Strange though these arrangements may be, there is a sense of community here. That we all eat, sleep and work together seems to engender an atmosphere of fraternity not unlike being back at my old college, or how I imagine it must be for mariners at sea. More troubling is the mood of anticipation which hangs in the air. I am convinced that these people are waiting for something. They resemble a rugby team before the first match of the season or an army awaiting the order to advance.

Needless to say, it is not simply the idiosyncrasies of its domestic arrangements which mark this firm out as unique. Odder by far is the enforced practice of replacing one’s real name with a number. Lunatic though I know it must sound, every single person in this building shares the same name: Love.

To aid identification we are all assigned a number. Consequently, Charlotte Moon is no more and in her place sits Love 999. My tentative friend is Love 983. You see now why I was unable to give you her name.

All this strikes me as awfully strange and not a little sinister. It need hardly be remarked upon that I shall be greatly interested to hear your opinion of the matter.

Another puzzle: the Somnambulist was right.

I met Mr. Speight today, tidied up, clean-shaven and smartly dressed in an alarmingly expensive suit. “Love 903,” as he styles himself, failed to recognize me and gave me not a second glance when we passed in the corridor. He seems important, a bigwig, and works on one of the higher floors, his days of placard-carrying long behind him.

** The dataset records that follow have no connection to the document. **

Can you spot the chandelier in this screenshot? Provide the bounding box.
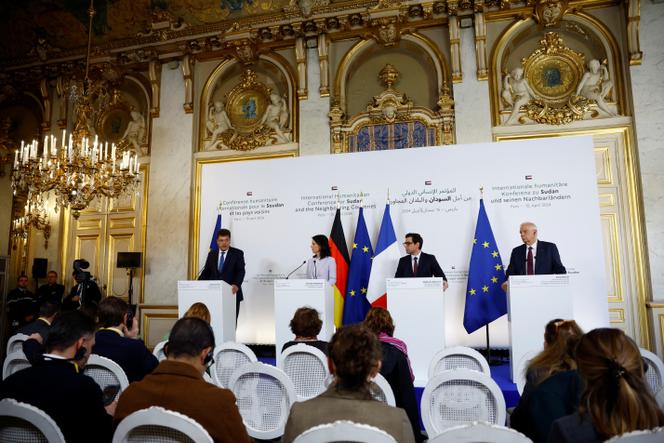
[12,0,139,218]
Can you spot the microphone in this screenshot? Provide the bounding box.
[285,260,307,280]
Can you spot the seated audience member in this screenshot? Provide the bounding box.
[7,274,39,331]
[114,317,251,443]
[281,307,327,355]
[510,319,583,443]
[17,301,59,341]
[364,308,422,441]
[0,311,116,443]
[549,328,664,443]
[184,302,212,324]
[282,324,415,443]
[37,271,65,305]
[92,296,159,383]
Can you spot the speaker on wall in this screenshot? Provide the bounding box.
[32,258,48,278]
[115,252,141,268]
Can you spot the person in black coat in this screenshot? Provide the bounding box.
[0,311,116,443]
[37,271,65,304]
[7,274,38,331]
[503,222,567,288]
[394,232,448,290]
[92,296,159,383]
[198,229,245,320]
[18,301,60,341]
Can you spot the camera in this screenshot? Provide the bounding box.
[73,258,92,281]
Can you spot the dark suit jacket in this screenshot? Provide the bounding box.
[113,360,251,443]
[37,283,65,305]
[380,342,423,442]
[394,252,447,281]
[548,412,605,443]
[510,371,583,443]
[281,384,415,443]
[18,317,51,341]
[0,360,112,443]
[505,240,567,278]
[92,330,159,383]
[198,247,244,302]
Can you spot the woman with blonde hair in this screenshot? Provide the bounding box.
[184,302,212,324]
[549,328,664,443]
[510,318,583,443]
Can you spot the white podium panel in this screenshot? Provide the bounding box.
[178,280,235,345]
[274,279,334,363]
[507,274,574,381]
[386,278,445,386]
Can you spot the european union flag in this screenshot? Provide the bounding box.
[463,199,507,334]
[210,212,221,251]
[343,208,373,325]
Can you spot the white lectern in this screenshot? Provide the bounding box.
[274,280,334,363]
[178,280,235,345]
[507,274,574,381]
[386,278,445,386]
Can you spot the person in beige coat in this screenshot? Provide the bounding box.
[282,324,415,443]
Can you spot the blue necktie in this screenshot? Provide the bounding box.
[217,251,226,274]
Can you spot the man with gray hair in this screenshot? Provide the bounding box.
[503,222,567,289]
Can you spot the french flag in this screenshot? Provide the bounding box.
[367,203,401,308]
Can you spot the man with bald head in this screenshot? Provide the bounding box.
[503,222,567,289]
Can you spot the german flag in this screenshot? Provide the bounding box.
[328,208,350,327]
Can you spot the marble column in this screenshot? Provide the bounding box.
[300,48,330,155]
[454,28,491,144]
[144,65,193,305]
[631,0,664,301]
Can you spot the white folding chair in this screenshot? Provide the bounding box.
[369,373,397,406]
[212,342,258,388]
[229,363,297,440]
[429,422,532,443]
[639,348,664,396]
[279,343,330,401]
[113,406,212,443]
[7,334,30,355]
[152,340,168,361]
[2,351,32,380]
[514,351,539,395]
[429,346,491,380]
[420,369,507,437]
[0,398,65,443]
[605,427,664,443]
[83,354,129,400]
[293,420,397,443]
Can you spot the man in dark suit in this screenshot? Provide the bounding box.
[394,232,448,290]
[92,296,159,383]
[198,229,244,320]
[37,271,65,304]
[7,274,39,331]
[0,311,116,443]
[503,222,567,289]
[113,317,251,443]
[18,301,60,341]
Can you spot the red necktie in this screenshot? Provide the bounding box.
[526,246,535,275]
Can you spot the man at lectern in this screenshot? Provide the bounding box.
[198,229,244,320]
[503,222,567,289]
[394,232,448,291]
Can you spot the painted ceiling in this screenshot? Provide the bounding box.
[0,0,289,60]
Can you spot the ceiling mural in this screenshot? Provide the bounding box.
[0,0,289,60]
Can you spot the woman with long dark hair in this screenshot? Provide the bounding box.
[307,234,337,286]
[510,318,583,443]
[549,328,664,443]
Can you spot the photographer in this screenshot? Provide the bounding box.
[62,258,101,312]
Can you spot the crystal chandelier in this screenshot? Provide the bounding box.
[12,0,139,218]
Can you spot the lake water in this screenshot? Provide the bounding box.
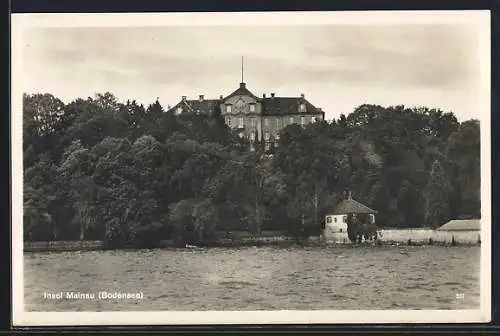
[24,246,480,311]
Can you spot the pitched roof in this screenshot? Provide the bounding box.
[437,219,481,231]
[332,197,377,215]
[224,83,259,100]
[261,97,323,115]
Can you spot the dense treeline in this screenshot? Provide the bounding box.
[23,93,480,247]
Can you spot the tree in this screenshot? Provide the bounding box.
[425,160,450,228]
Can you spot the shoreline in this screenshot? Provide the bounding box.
[23,237,481,253]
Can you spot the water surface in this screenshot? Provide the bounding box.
[24,246,480,311]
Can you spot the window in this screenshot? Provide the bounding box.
[251,118,257,128]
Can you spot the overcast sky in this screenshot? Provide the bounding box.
[22,24,479,120]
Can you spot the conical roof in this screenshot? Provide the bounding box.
[333,196,377,215]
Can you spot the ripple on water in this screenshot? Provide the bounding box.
[24,246,480,311]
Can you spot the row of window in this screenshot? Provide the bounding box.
[226,116,311,128]
[326,216,347,224]
[250,141,279,152]
[226,104,307,113]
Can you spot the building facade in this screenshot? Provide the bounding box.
[169,83,325,149]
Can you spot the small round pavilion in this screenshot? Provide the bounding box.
[323,192,377,243]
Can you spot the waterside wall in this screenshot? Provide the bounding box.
[24,229,481,252]
[24,240,104,252]
[323,229,481,245]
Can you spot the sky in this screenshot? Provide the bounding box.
[21,24,480,120]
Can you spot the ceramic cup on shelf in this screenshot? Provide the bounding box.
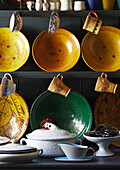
[117,0,120,9]
[35,0,43,11]
[87,0,100,10]
[74,1,86,11]
[60,0,73,11]
[102,0,115,10]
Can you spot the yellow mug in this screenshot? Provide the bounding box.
[102,0,115,10]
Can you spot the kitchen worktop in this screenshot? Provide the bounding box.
[0,148,120,170]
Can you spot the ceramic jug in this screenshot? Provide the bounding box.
[87,0,100,10]
[102,0,115,10]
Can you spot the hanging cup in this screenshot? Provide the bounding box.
[48,74,71,97]
[48,11,60,33]
[95,73,118,94]
[87,0,100,10]
[83,12,102,34]
[1,73,16,97]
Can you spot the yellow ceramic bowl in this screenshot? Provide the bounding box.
[0,93,29,140]
[0,28,30,72]
[32,28,80,72]
[81,26,120,71]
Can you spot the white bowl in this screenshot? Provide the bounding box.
[83,131,120,157]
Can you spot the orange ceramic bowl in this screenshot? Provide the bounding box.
[0,27,30,72]
[32,28,80,72]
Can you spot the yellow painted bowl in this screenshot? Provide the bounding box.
[0,27,30,72]
[81,26,120,71]
[0,89,29,140]
[32,28,80,72]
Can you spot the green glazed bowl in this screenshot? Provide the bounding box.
[30,91,92,139]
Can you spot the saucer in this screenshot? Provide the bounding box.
[55,157,92,162]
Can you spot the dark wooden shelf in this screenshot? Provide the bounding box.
[0,10,120,18]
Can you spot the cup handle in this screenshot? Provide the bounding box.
[86,147,96,159]
[20,138,27,145]
[75,139,82,145]
[38,149,43,156]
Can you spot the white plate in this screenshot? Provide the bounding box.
[55,157,92,162]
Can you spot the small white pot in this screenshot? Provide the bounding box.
[0,143,42,164]
[20,137,81,157]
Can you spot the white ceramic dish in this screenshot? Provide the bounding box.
[20,123,81,157]
[83,131,120,157]
[59,142,95,160]
[0,143,42,164]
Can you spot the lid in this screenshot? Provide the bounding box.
[26,123,75,140]
[0,136,10,144]
[0,139,37,154]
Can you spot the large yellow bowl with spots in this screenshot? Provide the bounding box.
[81,26,120,71]
[32,28,80,72]
[0,27,30,72]
[0,93,29,140]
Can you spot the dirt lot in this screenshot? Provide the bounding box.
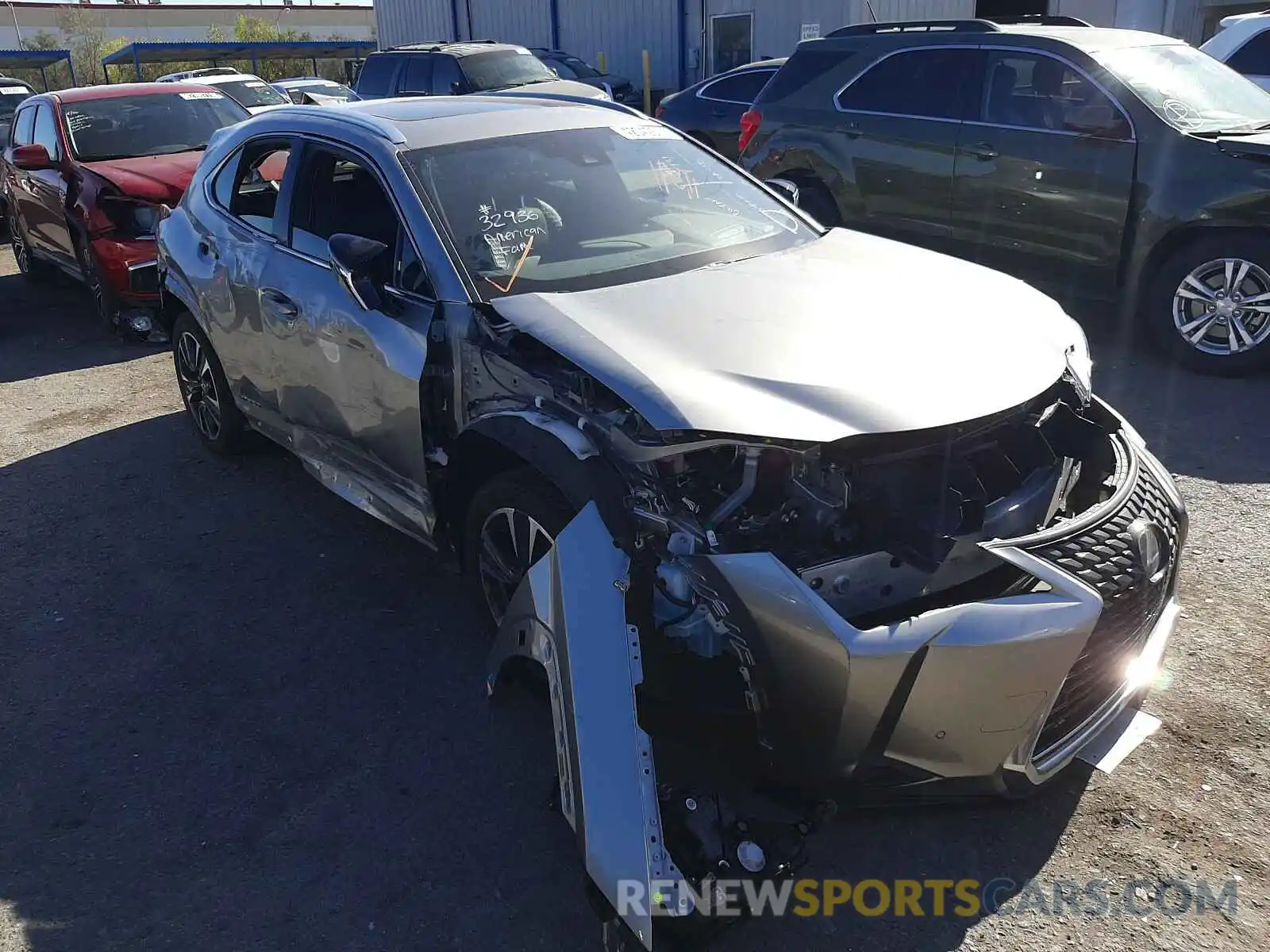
[7,244,1270,952]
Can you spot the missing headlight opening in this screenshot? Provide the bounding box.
[475,325,1185,947]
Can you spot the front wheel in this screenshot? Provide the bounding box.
[791,179,842,228]
[464,466,574,628]
[171,313,246,455]
[1141,232,1270,377]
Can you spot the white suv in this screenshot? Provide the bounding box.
[1200,10,1270,90]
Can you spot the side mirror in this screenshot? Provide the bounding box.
[326,233,389,311]
[13,142,53,171]
[764,179,798,205]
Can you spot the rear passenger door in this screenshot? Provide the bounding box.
[834,47,986,245]
[952,49,1137,297]
[269,141,437,515]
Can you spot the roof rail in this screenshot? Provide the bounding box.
[824,21,1001,40]
[984,13,1094,27]
[389,40,455,49]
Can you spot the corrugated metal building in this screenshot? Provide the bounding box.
[375,0,1265,89]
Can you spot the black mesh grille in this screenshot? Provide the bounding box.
[1030,466,1183,757]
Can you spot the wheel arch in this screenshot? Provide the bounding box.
[436,411,629,563]
[1126,222,1264,317]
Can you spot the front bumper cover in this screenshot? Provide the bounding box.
[489,409,1186,948]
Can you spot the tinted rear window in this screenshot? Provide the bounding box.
[838,47,986,119]
[357,56,398,97]
[757,49,857,103]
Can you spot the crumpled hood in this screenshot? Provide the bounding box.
[84,151,203,205]
[493,228,1086,442]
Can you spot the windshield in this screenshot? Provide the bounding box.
[1094,44,1270,133]
[291,83,360,102]
[216,80,291,109]
[459,49,556,90]
[0,80,30,122]
[62,91,249,163]
[556,56,603,79]
[405,125,818,298]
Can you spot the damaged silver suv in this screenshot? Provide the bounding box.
[159,94,1186,948]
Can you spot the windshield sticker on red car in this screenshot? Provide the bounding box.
[612,123,683,138]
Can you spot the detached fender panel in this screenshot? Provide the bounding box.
[487,503,687,950]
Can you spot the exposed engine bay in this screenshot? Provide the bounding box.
[460,311,1168,948]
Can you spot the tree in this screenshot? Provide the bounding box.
[21,29,61,49]
[57,5,119,84]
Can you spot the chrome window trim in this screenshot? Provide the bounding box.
[833,43,1138,142]
[696,66,779,106]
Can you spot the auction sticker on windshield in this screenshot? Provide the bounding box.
[614,125,683,138]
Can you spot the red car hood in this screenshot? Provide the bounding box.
[84,151,203,205]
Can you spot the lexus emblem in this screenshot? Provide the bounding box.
[1129,518,1168,585]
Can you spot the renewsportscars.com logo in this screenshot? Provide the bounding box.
[618,877,1238,918]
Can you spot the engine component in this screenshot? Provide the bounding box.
[706,447,762,529]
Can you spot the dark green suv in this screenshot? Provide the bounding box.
[741,21,1270,374]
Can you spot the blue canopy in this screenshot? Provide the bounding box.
[0,49,75,90]
[102,40,377,83]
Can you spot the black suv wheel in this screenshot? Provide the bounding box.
[1141,231,1270,376]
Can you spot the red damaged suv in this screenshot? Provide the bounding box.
[0,83,249,336]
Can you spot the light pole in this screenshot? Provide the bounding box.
[4,0,27,49]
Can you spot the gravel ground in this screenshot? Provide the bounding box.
[0,250,1270,952]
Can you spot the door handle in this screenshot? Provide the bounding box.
[260,288,300,321]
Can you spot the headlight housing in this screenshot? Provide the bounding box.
[100,197,160,239]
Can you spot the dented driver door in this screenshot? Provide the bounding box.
[259,144,436,541]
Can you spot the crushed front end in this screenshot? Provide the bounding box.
[479,374,1186,948]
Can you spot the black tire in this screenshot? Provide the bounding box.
[171,313,246,455]
[464,466,575,630]
[75,239,119,334]
[9,209,57,284]
[779,176,842,228]
[1138,231,1270,377]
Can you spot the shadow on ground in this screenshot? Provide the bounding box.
[0,415,1082,952]
[0,265,156,383]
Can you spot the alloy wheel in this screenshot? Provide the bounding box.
[9,214,30,274]
[1173,258,1270,357]
[478,506,555,624]
[176,332,221,440]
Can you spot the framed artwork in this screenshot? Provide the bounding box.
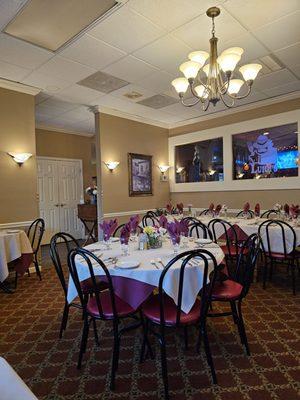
[175,137,224,183]
[232,123,298,180]
[128,153,153,196]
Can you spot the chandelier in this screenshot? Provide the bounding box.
[172,7,262,111]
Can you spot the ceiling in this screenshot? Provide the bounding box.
[0,0,300,134]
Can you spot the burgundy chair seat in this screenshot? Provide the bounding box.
[80,276,107,294]
[212,279,243,301]
[267,250,300,260]
[87,290,136,319]
[142,295,200,326]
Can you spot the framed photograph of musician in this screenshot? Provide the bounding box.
[128,153,153,196]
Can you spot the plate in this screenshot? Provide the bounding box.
[195,239,212,244]
[115,260,140,269]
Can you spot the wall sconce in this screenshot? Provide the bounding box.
[104,161,120,172]
[8,152,32,167]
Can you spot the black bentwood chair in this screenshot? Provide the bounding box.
[141,249,218,400]
[189,221,213,240]
[68,249,141,390]
[258,220,300,295]
[205,234,259,356]
[27,218,45,281]
[50,232,106,343]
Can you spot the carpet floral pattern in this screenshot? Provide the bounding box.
[0,268,300,400]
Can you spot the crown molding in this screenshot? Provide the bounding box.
[0,78,41,96]
[35,124,94,137]
[169,90,300,129]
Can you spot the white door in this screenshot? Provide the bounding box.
[37,157,83,243]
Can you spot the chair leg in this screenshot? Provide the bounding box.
[77,316,90,369]
[110,321,120,390]
[202,326,217,384]
[159,336,169,400]
[238,301,250,356]
[59,301,70,339]
[92,318,100,346]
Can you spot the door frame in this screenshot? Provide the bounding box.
[36,156,85,238]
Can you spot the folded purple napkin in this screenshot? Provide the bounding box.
[120,222,131,244]
[99,219,118,242]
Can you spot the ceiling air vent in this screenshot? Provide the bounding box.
[3,0,122,52]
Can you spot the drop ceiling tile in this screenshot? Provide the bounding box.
[0,0,27,30]
[78,71,129,93]
[274,42,300,67]
[218,33,270,66]
[134,35,191,74]
[36,56,96,83]
[173,7,247,51]
[57,85,103,104]
[264,80,300,97]
[253,11,300,50]
[60,35,126,69]
[0,61,31,82]
[137,71,174,93]
[22,71,70,94]
[111,84,155,103]
[253,69,295,91]
[138,94,178,110]
[0,33,53,69]
[103,56,157,82]
[129,0,224,30]
[89,6,164,53]
[224,0,299,29]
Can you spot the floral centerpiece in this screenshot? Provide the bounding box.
[143,226,162,249]
[85,186,98,204]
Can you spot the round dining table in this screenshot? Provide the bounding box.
[67,238,224,313]
[0,229,32,283]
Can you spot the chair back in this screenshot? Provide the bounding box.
[158,249,218,327]
[260,210,279,218]
[142,213,159,228]
[235,210,254,218]
[68,248,117,319]
[258,219,296,258]
[189,221,213,240]
[27,218,45,254]
[50,232,80,297]
[233,233,260,297]
[208,218,238,258]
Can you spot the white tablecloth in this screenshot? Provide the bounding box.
[199,217,300,253]
[67,240,224,313]
[0,230,32,282]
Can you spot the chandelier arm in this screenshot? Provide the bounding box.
[220,93,235,108]
[227,86,251,100]
[180,97,201,107]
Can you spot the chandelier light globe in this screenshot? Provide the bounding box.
[227,79,245,95]
[172,7,262,111]
[218,53,241,72]
[194,85,208,99]
[239,64,262,82]
[188,51,209,68]
[179,61,201,79]
[221,47,244,57]
[172,78,189,94]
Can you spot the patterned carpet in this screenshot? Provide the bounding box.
[0,250,300,400]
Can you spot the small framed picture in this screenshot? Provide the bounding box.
[128,153,153,196]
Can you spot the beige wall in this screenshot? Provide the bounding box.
[0,89,38,223]
[36,129,96,198]
[100,114,169,213]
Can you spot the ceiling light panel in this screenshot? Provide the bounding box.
[4,0,118,51]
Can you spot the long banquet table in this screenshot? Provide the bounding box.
[67,238,224,313]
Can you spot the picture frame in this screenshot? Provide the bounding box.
[128,153,153,197]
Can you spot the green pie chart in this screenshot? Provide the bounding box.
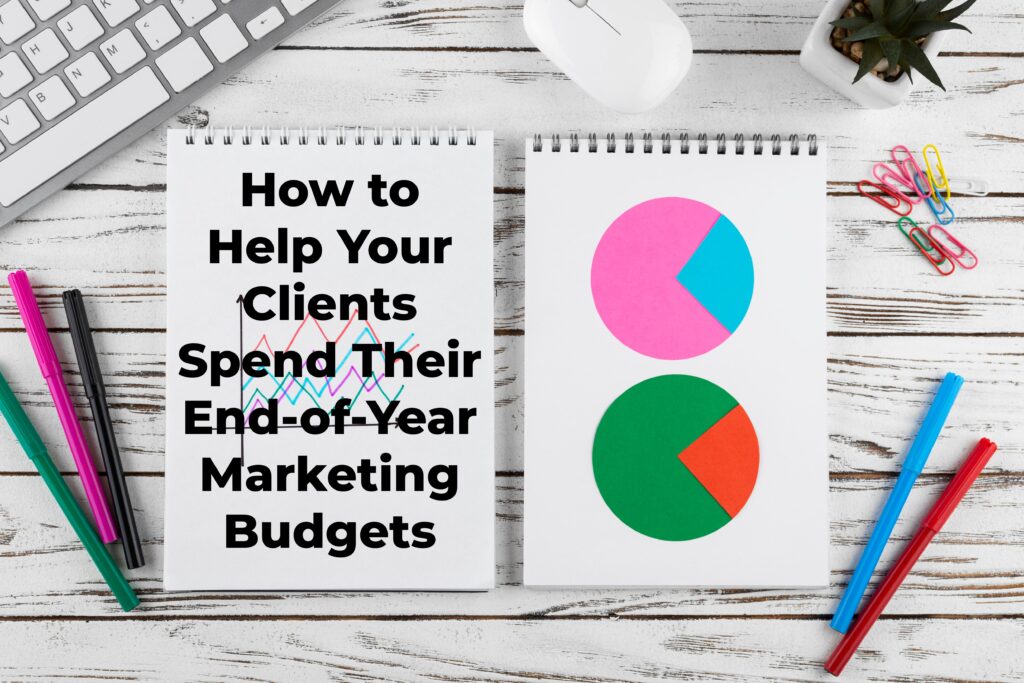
[593,375,760,541]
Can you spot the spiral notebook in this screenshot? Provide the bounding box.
[164,129,495,590]
[524,134,828,587]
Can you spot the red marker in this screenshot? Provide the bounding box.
[825,438,996,676]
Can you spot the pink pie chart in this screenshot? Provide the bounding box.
[591,197,754,360]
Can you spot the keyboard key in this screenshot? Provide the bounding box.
[0,0,36,45]
[281,0,316,16]
[29,76,75,121]
[0,52,32,97]
[23,0,71,22]
[99,29,145,74]
[199,14,243,63]
[246,7,285,40]
[0,67,169,206]
[65,52,111,97]
[22,29,68,74]
[57,5,103,50]
[171,0,211,27]
[0,99,39,144]
[135,5,181,50]
[92,0,138,29]
[157,38,213,92]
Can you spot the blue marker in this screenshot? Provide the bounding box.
[831,373,964,633]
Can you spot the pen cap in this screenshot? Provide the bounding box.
[903,373,964,473]
[922,438,996,531]
[7,270,60,379]
[62,290,104,398]
[0,373,46,460]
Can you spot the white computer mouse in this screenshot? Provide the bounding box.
[522,0,693,114]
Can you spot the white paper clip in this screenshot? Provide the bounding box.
[949,178,989,197]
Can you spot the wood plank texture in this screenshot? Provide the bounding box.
[0,192,1024,335]
[0,618,1024,683]
[4,50,1024,192]
[0,0,1024,683]
[0,332,1024,476]
[287,0,1021,53]
[0,475,1024,618]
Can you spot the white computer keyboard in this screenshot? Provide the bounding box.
[0,0,339,226]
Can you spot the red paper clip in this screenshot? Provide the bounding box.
[857,180,913,216]
[896,216,956,276]
[890,144,935,201]
[928,225,978,270]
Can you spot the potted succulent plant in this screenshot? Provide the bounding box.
[800,0,975,109]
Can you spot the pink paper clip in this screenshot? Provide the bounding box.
[928,225,978,270]
[890,144,934,201]
[857,180,913,216]
[871,162,924,204]
[896,216,956,276]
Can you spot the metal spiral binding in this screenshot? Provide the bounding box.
[532,132,818,157]
[185,126,477,146]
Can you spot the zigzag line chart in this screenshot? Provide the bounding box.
[239,303,419,422]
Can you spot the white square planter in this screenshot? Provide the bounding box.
[800,0,945,110]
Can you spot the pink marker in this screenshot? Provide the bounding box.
[7,270,118,543]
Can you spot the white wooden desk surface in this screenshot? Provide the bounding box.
[0,0,1024,682]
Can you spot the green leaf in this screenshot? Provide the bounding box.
[902,40,946,90]
[885,0,918,35]
[879,40,903,68]
[853,40,885,83]
[902,20,971,38]
[830,16,871,31]
[843,22,889,43]
[935,0,977,22]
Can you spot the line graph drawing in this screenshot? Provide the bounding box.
[240,310,419,422]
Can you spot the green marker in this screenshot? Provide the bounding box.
[0,373,138,612]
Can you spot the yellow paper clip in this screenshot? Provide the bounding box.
[921,144,952,200]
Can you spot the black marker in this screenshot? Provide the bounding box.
[63,290,145,569]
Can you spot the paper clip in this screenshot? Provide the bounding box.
[890,144,933,200]
[948,178,989,197]
[896,216,956,276]
[871,162,922,204]
[921,144,953,200]
[928,225,978,270]
[857,180,913,216]
[914,174,956,225]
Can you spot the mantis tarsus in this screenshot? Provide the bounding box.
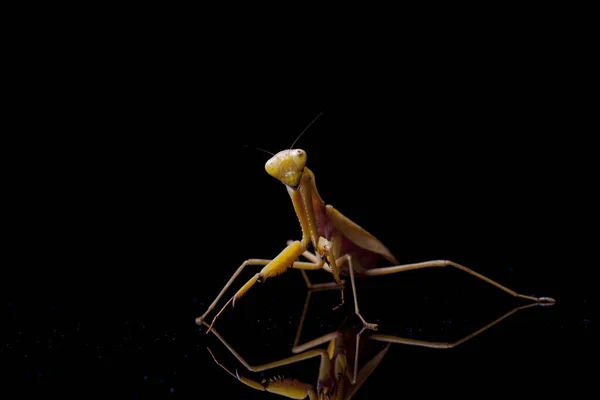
[196,114,555,333]
[203,290,536,400]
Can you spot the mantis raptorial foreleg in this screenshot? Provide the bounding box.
[196,241,330,333]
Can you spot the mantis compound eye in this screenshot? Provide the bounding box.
[292,149,306,169]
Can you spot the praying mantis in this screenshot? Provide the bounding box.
[196,113,555,333]
[202,289,548,400]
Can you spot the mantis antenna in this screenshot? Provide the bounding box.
[244,144,275,156]
[290,111,323,150]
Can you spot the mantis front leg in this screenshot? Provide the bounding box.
[196,241,323,333]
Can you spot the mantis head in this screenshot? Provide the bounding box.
[265,149,306,189]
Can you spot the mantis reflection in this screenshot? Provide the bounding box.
[203,289,537,400]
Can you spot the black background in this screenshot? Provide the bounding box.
[3,10,597,398]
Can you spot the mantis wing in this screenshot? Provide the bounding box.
[325,205,398,264]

I am not sure why but we were asked today to burn a good deal of paperwork. I stole a look at it before it was consigned to the flames and the material was all very recent, relating, I think, to some kind of consolidation of the firm’s considerable assets. I have not the slightest idea why Love should be destroying documentation nor why it is marshaling its funds. Perhaps I will simply have to ask, although I have done my best, according to your instructions, to appear as inconspicuous as possible. I do not wish to seem curious and therefore provoke suspicion.

That is all I can tell you for the present. I shall write again as soon as I am able.